Ternate (Antara Maluku) - Majelis Hakim Tindak Pidana Korupsi (Tipikor) pada Pengadilan Negeri Ternate, Maluku Utara (Malut), Rabu, menjatuhkan vonis delapan tahun penjara kepada Wakil Bupati (Wabub) Halmahera Selatan (Halsel), Rusdan Haruna dalam kasus korupsi dana bantuan sosial (Bansos) senilai Rp4,8 miliar.

Vonis itu sesuai dengan tuntutan Jaksa Penuntut Umum (JPU) karena terdakwa terbukti bersalah menyelewengkan dana bansos senilai Rp4,8 miliar melalui APBD tahun 2010.

Wakil Bupati Halsel ditetapkan sebagai tersangka oleh Majelis Hakim Tipikor pada Pengadilan Negeri Ternate, melalui pasal 18 Jo Primer pasal 2 dan pasal 3 Undang-undang nomor 31 tahun 1999 sebagaimana telah diubah dengan Undang-Undang nomor 20 tahun 2001 tentang pemberantasan tindak pidana korupsi.

Sidang yang dipimpin Ketua Majelis Hakim Miniardi,SH tersebut banyak memberi pertimbangan, termasuk yang bersangkutan masih mempunyai istri dan anak-anak.

Selain kurungan badan, Majelis Hakim juga menvonis yang bersangkutan dengan hukuman denda sebesar Rp 200 juta, subsider 3 bulan kurungan dan membayar uang pengganti sebanyak Rp3,2 milyar subsider dua tahun kurungan.

Sidang tersebut dipimpin Majelis Hakim Ketua, Miniardi SH, Hakim Anggota I, M. Mahim SH dan Hakim Anggota II, Lasuardi I Tobing, dibantu Panitera Pengganti, Isra Abas SH.

Wakil Bupati Halsel bersama pendukungnya tidak menerima keputusan Majelis Hakim Tipikor tersebut dan mengancam JPU karena dianggap telah memeras orang nomor dua di Halsel itu dengan iming-iming kasus ini tak diproses.

Rusdan Haruna ketika dikonfirmasi membeberkan pengakuannya tersebut saat menjalani sidang pembacaan vonis atas kasus korupsi dana bantuan social senilai Rp4,8 miliar di Kabupaten Halmahera Timur tahun 2010 di Pengadilan Tipikor Ternate.

"Wakajati Malut mengatakan kepada saya sediakan uang Rp2 miliar jika ingin kasus ini dihentikan.
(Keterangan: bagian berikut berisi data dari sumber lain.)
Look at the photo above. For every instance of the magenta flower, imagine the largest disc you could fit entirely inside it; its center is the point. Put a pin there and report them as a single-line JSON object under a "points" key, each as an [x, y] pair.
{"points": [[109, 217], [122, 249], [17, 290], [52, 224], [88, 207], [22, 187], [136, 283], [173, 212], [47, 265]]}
Saat ikut mendengarkan permintaan Wakajati tersebut," ujarnya.

Rusdan yang dalam kasus ini ia masih sebagai Kepala Dinas Pendapatan dan Pengelolaan Aset Daerah (DPPAD) Kabupaten Halmahera Timur mengaku hanya mampu memenuhi Rp500 juta dari permintaan Wakajati tersebut.

Namun, Wakajati Malut menolak uang tersebut dengan alasan ada pihak yang sudah memberikan uang lebih besar dari jumlah itu dengan permintaan kasus tetap dilanjutkan, namun pihak yang memberi uang itu tidak disebutkan, ujarnya.
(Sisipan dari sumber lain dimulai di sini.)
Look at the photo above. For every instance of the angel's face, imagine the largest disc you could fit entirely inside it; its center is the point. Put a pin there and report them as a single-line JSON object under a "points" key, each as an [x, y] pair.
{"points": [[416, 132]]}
"Karena saya tidak sanggup menyediakan uang Rp2 miliar akhirnya kasus tersebut tetap dilanjutkan oleh Kejati Malut, bahkan hanya dalam kurun waktu satu bulan saya langsung ditahan sebagai tersangka tanpa izin dari Presiden," tambahnya.

Oleh karena itu, dengan putusan Majelis Hakim Tipikor tersebut, dirinya akan banding atas vonis Majelis Hakim Tipikor itu, karena vonis yang dijatuhkan oleh Majelis Hakim sangat tidak adil, namun sebagai warga negara yang baik, dirinya akan tetap mengikuti proses hukum yang berlaku.